Die italienisch-österreichische Staatsgrenze ist eine 404 km lange[1] Landgrenze entlang der Alpen zwischen der Republik Italien und der Republik Österreich. Sie besteht seit 1861, im heutigen Verlauf seit 1920, und ist seit 1. Jänner 1995 eine EU-Binnengrenze. Der Grenzverlauf[2] wurde zuletzt 1947 geändert.[3]

Geschichte[Bearbeiten | Quelltext bearbeiten]

Bis zur italienischen Einigung[Bearbeiten | Quelltext bearbeiten]

Ethnographische Karte des Kaisertums Österreich (von Karl von Czoernig-Czernhausen), 1855

Die heutige Grenze beider Staaten hat eine bewegte Geschichte hinter sich. Ähnlich wie in Deutschland bestand das heutige Italien seit dem Mittelalter aus einer Ansammlung verschiedenster Herrschaftstümer, bspw. dem Großherzogtum Toskana, dem Herzogtum Mailand oder dem Königreich beider Sizilien. Auch der Kirchenstaat regierte große Teile der Apenninenhalbinsel. Dagegen war das Kaisertum Österreich ein Vielvölkerstaat, in dem mehrere Nationalitäten siedelten – darunter auch Italiener. Im nördlichen Einflussbereich Napoleons entstand zu Beginn des 19. Jahrhunderts für kurze Zeit ein italienischer Staat, der jedoch im Zuge des Wiener Kongresses aufgelöst wurde, wonach große Teile Oberitaliens wieder an Österreich zurückfielen. Als Reaktion darauf entstand die Risorgimento-Bewegung, welche zum Ziel hatte, alle italienischsprachigen Teile wieder zu einem Nationalstaat zu vereinen. Die ab 1848 geführten italienischen Unabhängigkeitskriege mündeten 1861 in der Gründung des Königreichs Italien. Mit den Friedensschlüssen von Zürich (1859) und Wien (1866) fiel das vormals österreichische Lombardo-Venetien an den neuen italienischen Staat, womit dessen Binnengrenzen die neuen Außengrenzen beider Staaten wurden. In Venetien und Friaul-Julisch Venetien bilden sie mit leichten Modifikationen bis heute die gültige Grenze.

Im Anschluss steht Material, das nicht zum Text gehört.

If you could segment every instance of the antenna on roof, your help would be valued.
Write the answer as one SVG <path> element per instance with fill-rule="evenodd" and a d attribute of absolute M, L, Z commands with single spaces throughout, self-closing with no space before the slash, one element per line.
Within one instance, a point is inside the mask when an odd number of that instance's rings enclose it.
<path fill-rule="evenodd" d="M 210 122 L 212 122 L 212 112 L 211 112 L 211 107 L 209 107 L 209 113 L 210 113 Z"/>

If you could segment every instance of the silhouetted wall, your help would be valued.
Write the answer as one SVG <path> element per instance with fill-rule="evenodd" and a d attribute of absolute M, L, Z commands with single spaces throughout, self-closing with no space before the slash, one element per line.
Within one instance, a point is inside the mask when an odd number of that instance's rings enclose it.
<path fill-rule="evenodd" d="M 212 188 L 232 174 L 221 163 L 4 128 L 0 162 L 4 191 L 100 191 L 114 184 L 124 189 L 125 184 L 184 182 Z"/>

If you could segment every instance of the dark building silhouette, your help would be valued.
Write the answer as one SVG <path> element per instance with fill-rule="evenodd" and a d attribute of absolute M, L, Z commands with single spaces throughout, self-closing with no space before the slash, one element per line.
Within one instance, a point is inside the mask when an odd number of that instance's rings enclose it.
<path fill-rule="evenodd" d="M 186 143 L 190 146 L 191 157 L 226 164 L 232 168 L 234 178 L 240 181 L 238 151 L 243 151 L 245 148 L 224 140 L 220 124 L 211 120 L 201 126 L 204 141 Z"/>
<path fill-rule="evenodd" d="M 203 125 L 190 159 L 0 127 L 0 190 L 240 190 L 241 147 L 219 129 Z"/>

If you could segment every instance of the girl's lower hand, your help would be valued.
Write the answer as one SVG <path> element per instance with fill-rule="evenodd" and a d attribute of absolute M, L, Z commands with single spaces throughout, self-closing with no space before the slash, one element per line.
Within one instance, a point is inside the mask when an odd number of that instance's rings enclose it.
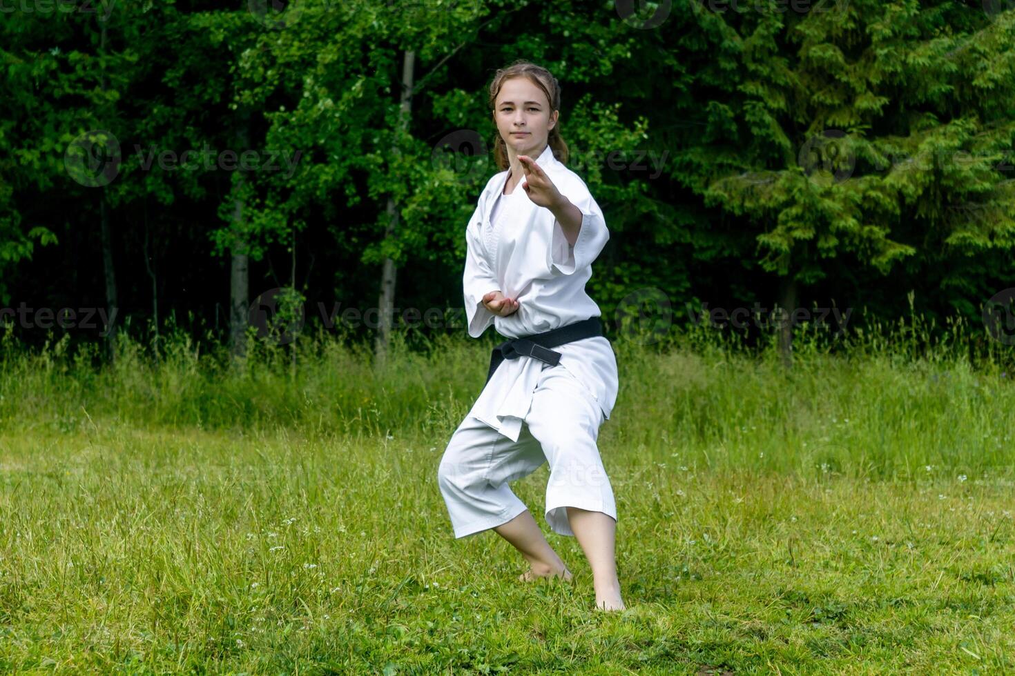
<path fill-rule="evenodd" d="M 507 298 L 499 291 L 490 291 L 483 295 L 483 307 L 498 317 L 506 317 L 518 310 L 518 301 Z"/>

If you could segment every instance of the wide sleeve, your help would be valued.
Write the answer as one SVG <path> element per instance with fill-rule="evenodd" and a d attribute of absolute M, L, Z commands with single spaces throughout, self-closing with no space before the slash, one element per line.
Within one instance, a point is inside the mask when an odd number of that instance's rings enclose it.
<path fill-rule="evenodd" d="M 583 182 L 578 181 L 558 190 L 582 212 L 582 227 L 578 231 L 578 239 L 570 244 L 564 237 L 560 223 L 553 219 L 553 236 L 550 249 L 546 252 L 546 265 L 554 275 L 573 275 L 592 266 L 599 257 L 610 238 L 610 232 L 606 228 L 602 210 Z"/>
<path fill-rule="evenodd" d="M 490 291 L 499 291 L 500 283 L 493 275 L 479 233 L 483 223 L 483 199 L 480 197 L 476 211 L 469 219 L 465 231 L 466 254 L 465 274 L 462 276 L 462 290 L 465 296 L 465 312 L 469 319 L 469 335 L 479 337 L 496 316 L 483 306 L 483 296 Z"/>

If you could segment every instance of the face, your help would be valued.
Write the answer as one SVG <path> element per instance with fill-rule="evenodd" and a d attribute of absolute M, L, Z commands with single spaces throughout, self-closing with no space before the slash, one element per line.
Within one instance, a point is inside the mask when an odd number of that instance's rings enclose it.
<path fill-rule="evenodd" d="M 509 152 L 533 159 L 546 148 L 550 130 L 557 123 L 557 110 L 550 111 L 546 94 L 528 77 L 505 80 L 497 94 L 493 121 Z"/>

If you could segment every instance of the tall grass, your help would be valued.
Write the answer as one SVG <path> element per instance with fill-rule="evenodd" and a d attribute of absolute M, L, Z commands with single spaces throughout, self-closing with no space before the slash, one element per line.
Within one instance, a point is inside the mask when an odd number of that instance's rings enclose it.
<path fill-rule="evenodd" d="M 628 609 L 598 616 L 576 538 L 547 534 L 571 588 L 451 532 L 436 467 L 492 335 L 379 365 L 175 331 L 101 364 L 8 333 L 0 672 L 1009 673 L 1010 352 L 949 330 L 802 327 L 790 369 L 621 331 L 599 449 Z M 540 519 L 546 473 L 513 485 Z"/>
<path fill-rule="evenodd" d="M 913 476 L 928 464 L 1007 471 L 1015 349 L 980 334 L 961 320 L 935 330 L 919 315 L 839 334 L 803 324 L 785 368 L 773 333 L 749 348 L 740 333 L 703 323 L 662 341 L 621 330 L 612 342 L 620 390 L 603 434 L 704 467 L 871 478 Z M 96 367 L 94 345 L 70 354 L 64 335 L 29 352 L 8 331 L 0 425 L 447 438 L 482 389 L 495 341 L 439 334 L 409 349 L 396 333 L 379 365 L 368 349 L 324 331 L 284 346 L 252 335 L 236 361 L 176 330 L 157 356 L 124 335 L 115 360 Z"/>

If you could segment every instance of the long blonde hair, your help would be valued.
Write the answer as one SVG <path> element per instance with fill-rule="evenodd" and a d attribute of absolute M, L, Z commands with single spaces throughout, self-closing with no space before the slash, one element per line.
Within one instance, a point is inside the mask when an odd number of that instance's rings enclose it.
<path fill-rule="evenodd" d="M 543 93 L 546 94 L 546 100 L 550 103 L 551 115 L 554 110 L 560 109 L 560 83 L 557 82 L 557 78 L 553 77 L 553 74 L 542 66 L 537 66 L 530 61 L 520 59 L 507 68 L 497 70 L 493 76 L 493 81 L 490 82 L 490 111 L 493 111 L 496 107 L 497 94 L 500 93 L 500 87 L 503 86 L 506 80 L 513 77 L 527 77 L 537 87 L 542 89 Z M 553 156 L 557 158 L 557 161 L 566 164 L 569 153 L 567 151 L 567 144 L 564 143 L 563 137 L 560 136 L 559 119 L 557 120 L 557 124 L 553 126 L 553 129 L 550 130 L 546 142 L 550 146 Z M 496 135 L 496 142 L 493 144 L 493 161 L 496 162 L 497 167 L 501 171 L 511 166 L 507 159 L 507 146 L 504 140 L 500 138 L 500 134 Z"/>

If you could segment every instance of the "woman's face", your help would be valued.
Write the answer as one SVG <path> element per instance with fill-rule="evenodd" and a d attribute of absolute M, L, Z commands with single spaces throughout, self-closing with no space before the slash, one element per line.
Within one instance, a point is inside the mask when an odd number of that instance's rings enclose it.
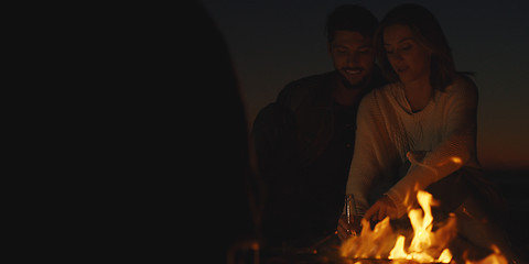
<path fill-rule="evenodd" d="M 384 30 L 384 47 L 400 81 L 430 80 L 431 52 L 414 36 L 408 25 L 395 24 Z"/>

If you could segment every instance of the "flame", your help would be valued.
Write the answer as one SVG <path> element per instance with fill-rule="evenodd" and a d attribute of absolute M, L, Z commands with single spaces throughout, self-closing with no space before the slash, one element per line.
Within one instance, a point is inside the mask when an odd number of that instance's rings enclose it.
<path fill-rule="evenodd" d="M 422 209 L 409 211 L 413 239 L 408 250 L 404 249 L 406 238 L 393 232 L 389 218 L 369 228 L 369 222 L 363 219 L 363 230 L 359 237 L 353 237 L 342 245 L 342 255 L 355 258 L 412 260 L 420 263 L 450 263 L 452 254 L 446 249 L 456 234 L 455 217 L 449 218 L 446 224 L 432 232 L 433 217 L 431 205 L 435 205 L 432 195 L 419 190 L 417 199 Z"/>
<path fill-rule="evenodd" d="M 481 261 L 465 260 L 465 264 L 507 264 L 508 263 L 507 258 L 505 257 L 505 255 L 501 254 L 498 246 L 493 244 L 490 249 L 494 251 L 493 254 L 486 256 Z"/>
<path fill-rule="evenodd" d="M 446 246 L 456 234 L 455 217 L 449 218 L 449 221 L 442 228 L 432 232 L 433 216 L 431 205 L 434 205 L 435 201 L 432 195 L 423 190 L 417 193 L 417 200 L 422 210 L 412 209 L 408 212 L 413 228 L 411 244 L 409 249 L 404 251 L 406 238 L 400 235 L 389 254 L 389 258 L 413 260 L 420 263 L 450 263 L 452 261 L 452 253 Z"/>
<path fill-rule="evenodd" d="M 454 161 L 455 162 L 455 161 Z M 352 237 L 342 244 L 342 256 L 354 258 L 389 258 L 408 260 L 418 263 L 451 263 L 452 252 L 449 243 L 457 235 L 456 217 L 451 213 L 446 222 L 432 232 L 432 205 L 439 202 L 427 191 L 418 190 L 417 200 L 422 209 L 410 209 L 408 217 L 413 228 L 413 238 L 406 246 L 406 237 L 393 232 L 389 218 L 384 219 L 370 229 L 366 219 L 361 220 L 361 233 Z M 465 255 L 465 264 L 507 264 L 508 261 L 496 245 L 493 254 L 479 261 L 469 261 Z"/>

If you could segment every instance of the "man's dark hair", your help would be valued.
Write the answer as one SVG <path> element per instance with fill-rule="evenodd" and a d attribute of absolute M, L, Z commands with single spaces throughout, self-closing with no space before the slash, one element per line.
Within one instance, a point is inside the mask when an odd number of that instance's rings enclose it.
<path fill-rule="evenodd" d="M 338 30 L 355 31 L 363 36 L 373 37 L 377 26 L 377 18 L 366 8 L 358 4 L 343 4 L 327 16 L 325 33 L 331 43 L 334 40 L 334 33 Z"/>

Von der italienischen Einigung bis zum Vertrag von Saint-Germain (1861–1919)[Bearbeiten | Quelltext bearbeiten]

Nach der Einigung Italiens blieb die Grenze bis 1919 unverändert. Allerdings forderten italienische Irredentisten weiterhin die italienischsprachigen Teile der Grafschaft Tirol sowie das damals noch zu Österreich gehörende Triest. Daher verstärkte Österreich trotz eines militärischen Bündnisses mit Italien seine grenznahen Festungswerke, die nun im Wesentlichen durch Südtirol und den Trentino verliefen. Nach Ausbruch des Ersten Weltkrieges verhielt sich Italien mit Verweis auf den defensiven Charakter des Bündnisses zunächst neutral und schloss 1915 mit Entente-Mächten einen Geheimvertrag, in welchem Italien Tirol bis zur Brennergrenze zugesichert wurde. Dies folgte der Logik des italienischen Nationalisten Ettore Tolomei nach dessen These, dass die Staatsgrenze gemäß der Wasserscheide am Alpenhauptkamm zu ziehen sei, wie es teilweise (nicht im damals zu Bayern gehörenden Tirol) auch zur Zeit des Königreichs Italien von 1805 bis 1814 der Fall war. Die militärische Situation konnte daran jedoch nur wenig ändern, die Isonzoschlachten mündeten in einen für beide Seiten verlustreichen Stellungskrieg.

Nach 1919[Bearbeiten | Quelltext bearbeiten]

Teilungsvorschläge für Südtirol (1945/1946)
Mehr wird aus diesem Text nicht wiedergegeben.